VergeIO Reports 80% ARR Growth as Enterprise Customers Flee VMware
VergeIO announced its strongest year on record, with annual recurring revenue growing more than 80% as Boeing, NASA, and other enterprises adopted VergeOS as a private cloud alternative to VMware.
VergeIO, maker of the VergeOS hyperconverged infrastructure platform, reported on February 3, 2026 that its annual recurring revenue grew more than 80% year-over-year in 2025, exceeding its annual plan by more than 25%. The company added a record number of enterprise customers, including Boeing, Raytheon, General Dynamics, NASA, and Dana-Farber Institute, as organizations sought a simpler and more cost-effective alternative to VMware following Broadcom's acquisition and subsequent licensing overhaul.
What VergeOS Offers
VergeOS consolidates what traditionally requires five separate products — a hypervisor, SAN storage, network switching, backup, and disaster recovery — into a single software-defined platform. VergeIO positions the product as a "Private Cloud Operating System" rather than a traditional hyperconverged infrastructure stack, emphasizing that organizations can achieve cloud-style operations on their own hardware without vendor lock-in to a public cloud provider. The company states that customers typically see 50–70% cost reductions compared to their VMware deployments.
The Data Center Intelligence Group (DCIG) named VergeOS a TOP 5 VMware Alternative for the second consecutive year in its 2026-27 SME and SLED edition reports. VergeIO added more than 4,000 inbound verified leads in 2025 alone, averaging one new customer every two to three days.

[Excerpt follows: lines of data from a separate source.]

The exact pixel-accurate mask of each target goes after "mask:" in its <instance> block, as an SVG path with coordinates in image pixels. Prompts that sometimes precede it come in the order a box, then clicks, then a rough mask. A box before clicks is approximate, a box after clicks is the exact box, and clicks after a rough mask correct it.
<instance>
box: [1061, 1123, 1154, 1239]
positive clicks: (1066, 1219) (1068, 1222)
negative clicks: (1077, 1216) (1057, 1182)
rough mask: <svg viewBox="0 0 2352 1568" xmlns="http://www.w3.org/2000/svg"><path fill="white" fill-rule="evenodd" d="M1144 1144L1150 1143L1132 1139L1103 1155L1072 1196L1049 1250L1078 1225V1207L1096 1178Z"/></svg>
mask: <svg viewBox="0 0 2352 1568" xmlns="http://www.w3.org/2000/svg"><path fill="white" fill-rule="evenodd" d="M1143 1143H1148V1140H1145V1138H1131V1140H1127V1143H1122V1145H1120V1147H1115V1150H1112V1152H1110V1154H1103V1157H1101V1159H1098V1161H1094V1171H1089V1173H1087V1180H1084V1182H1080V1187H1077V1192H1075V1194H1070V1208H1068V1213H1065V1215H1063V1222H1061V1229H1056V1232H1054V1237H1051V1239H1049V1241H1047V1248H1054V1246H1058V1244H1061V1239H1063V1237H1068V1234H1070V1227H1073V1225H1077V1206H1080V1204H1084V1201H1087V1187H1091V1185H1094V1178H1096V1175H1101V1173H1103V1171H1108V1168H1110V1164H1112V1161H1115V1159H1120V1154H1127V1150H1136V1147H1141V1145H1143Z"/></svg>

Context: The VMware Migration Market
Broadcom's acquisition of VMware in late 2023 triggered a major reassessment of virtualization strategies across enterprise IT. Significant licensing cost increases drove a wave of evaluation and migration projects through 2024 and 2025. Competitors including Proxmox, Nutanix, and VergeIO all reported elevated interest from organizations moving workloads off VMware. VergeIO's growth is notable because it was gaining momentum before the VMware disruption and now benefits from both organic demand for software-defined infrastructure and the accelerated migration market created by Broadcom's pricing changes.